I have a Mac Mini with two external WD MyBook's attached. The drive in question, is configured for Time Machine backups every four hours. It should sleep the rest of the time. But every once in a while, it wakes. I just revs up for no reason, then after a short while it goes back to sleep. It can happen when I open a folder, open a file, click a link in the browser or some other seemingly unrelated action.

I tried to untick the "Put the hard disk(s) to sleep when possible" to see if I then at least could get the drive to stay awake instead. This did not change the behavior at all.

Does anybody have a clue what I can do, to get OS X to leave that drive the hell alone, other than Time Machine?? :)
 

Phantom Gremlin

macrumors regular
Feb 10, 2010
247
29
Tualatin, Oregon
me too

I also have this problem, and haven't been able to solve it. It's f***ing annoying.

You can see the activity by issuing the following command in terminal:

iostat -w 60

IIRC the wakeups happen every 15 minutes. Which is really annoying because it takes my drive 5 minutes to go to sleep.

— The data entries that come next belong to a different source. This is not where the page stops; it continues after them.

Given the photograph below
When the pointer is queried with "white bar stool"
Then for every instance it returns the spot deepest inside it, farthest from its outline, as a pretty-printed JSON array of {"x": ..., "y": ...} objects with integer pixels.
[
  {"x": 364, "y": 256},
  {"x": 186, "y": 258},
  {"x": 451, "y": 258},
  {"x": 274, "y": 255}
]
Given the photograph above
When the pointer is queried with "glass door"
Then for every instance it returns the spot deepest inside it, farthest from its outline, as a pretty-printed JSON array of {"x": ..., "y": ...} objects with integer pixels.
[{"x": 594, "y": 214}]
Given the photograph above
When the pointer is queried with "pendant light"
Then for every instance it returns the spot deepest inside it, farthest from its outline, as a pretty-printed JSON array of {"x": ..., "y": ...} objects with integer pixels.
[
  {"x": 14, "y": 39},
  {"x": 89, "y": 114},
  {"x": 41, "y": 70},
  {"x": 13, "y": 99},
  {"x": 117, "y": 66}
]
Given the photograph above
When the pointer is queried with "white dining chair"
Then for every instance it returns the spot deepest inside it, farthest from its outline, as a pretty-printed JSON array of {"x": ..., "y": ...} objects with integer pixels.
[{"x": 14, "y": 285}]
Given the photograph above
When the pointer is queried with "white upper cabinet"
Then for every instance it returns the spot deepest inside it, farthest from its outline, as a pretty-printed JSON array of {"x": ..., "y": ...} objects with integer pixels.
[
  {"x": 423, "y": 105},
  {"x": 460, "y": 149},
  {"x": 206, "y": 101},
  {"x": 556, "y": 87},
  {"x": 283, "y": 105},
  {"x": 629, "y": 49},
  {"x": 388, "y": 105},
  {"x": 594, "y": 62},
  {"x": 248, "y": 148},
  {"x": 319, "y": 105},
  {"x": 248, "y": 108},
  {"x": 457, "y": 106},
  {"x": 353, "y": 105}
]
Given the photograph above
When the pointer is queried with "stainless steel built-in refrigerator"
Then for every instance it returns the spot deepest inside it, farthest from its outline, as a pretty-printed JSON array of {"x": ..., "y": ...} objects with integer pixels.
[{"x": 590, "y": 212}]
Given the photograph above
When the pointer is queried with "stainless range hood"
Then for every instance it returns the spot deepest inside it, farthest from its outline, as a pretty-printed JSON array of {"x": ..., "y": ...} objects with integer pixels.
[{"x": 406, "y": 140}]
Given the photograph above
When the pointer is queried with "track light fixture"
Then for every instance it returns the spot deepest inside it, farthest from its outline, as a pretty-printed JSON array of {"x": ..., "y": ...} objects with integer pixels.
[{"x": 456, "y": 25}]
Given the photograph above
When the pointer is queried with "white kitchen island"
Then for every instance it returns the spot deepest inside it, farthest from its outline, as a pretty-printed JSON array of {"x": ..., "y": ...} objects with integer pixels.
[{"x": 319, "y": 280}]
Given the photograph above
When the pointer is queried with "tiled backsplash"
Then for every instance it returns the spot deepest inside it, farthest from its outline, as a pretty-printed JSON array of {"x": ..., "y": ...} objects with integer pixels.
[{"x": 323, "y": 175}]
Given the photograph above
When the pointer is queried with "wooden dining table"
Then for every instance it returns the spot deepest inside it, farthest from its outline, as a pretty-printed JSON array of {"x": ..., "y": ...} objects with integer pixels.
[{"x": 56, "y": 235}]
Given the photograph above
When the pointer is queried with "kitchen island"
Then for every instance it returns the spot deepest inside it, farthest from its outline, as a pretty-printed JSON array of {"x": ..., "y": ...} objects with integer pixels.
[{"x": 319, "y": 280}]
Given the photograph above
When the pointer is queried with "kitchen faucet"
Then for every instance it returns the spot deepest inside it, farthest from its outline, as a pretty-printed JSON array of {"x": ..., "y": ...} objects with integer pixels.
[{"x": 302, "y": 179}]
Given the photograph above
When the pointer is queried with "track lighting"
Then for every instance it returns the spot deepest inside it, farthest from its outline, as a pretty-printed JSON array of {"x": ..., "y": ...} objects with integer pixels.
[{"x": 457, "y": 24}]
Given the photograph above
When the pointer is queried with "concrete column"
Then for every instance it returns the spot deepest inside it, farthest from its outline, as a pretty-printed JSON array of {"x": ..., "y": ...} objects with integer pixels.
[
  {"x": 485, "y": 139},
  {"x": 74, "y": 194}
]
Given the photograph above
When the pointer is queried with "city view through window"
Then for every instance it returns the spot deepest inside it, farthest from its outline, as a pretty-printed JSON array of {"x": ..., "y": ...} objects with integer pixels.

I think it has something to do with spotlight. The problem is that spotlight knows not to access the backup directory but it still insists on accessing the top level directory of the drive. I did some Googling and some playing around (with, IIRC, the lsof command) and that's how I determined it was spotlight.

This might be better posted in an OS X forum, because I don't think it has anything to do specifically with an iMac.
 

IJBrekke

macrumors 6502a
Oct 24, 2009
652
760
Long Beach, CA
The best explanation I've seen for this is that OSX likes to have all available drives spun up and ready to go whenever you do something related to retrieving information from a drive, i.e. using Finder or Spotlight. Even though you're not accessing the back-up drive directly, the OS spins it up "just in case" you need it.

I've tried assigning the hard drive to be exclusively for Time Machine...no difference. I've tried blocking the drive from being searched and indexed by Spotlight...no difference.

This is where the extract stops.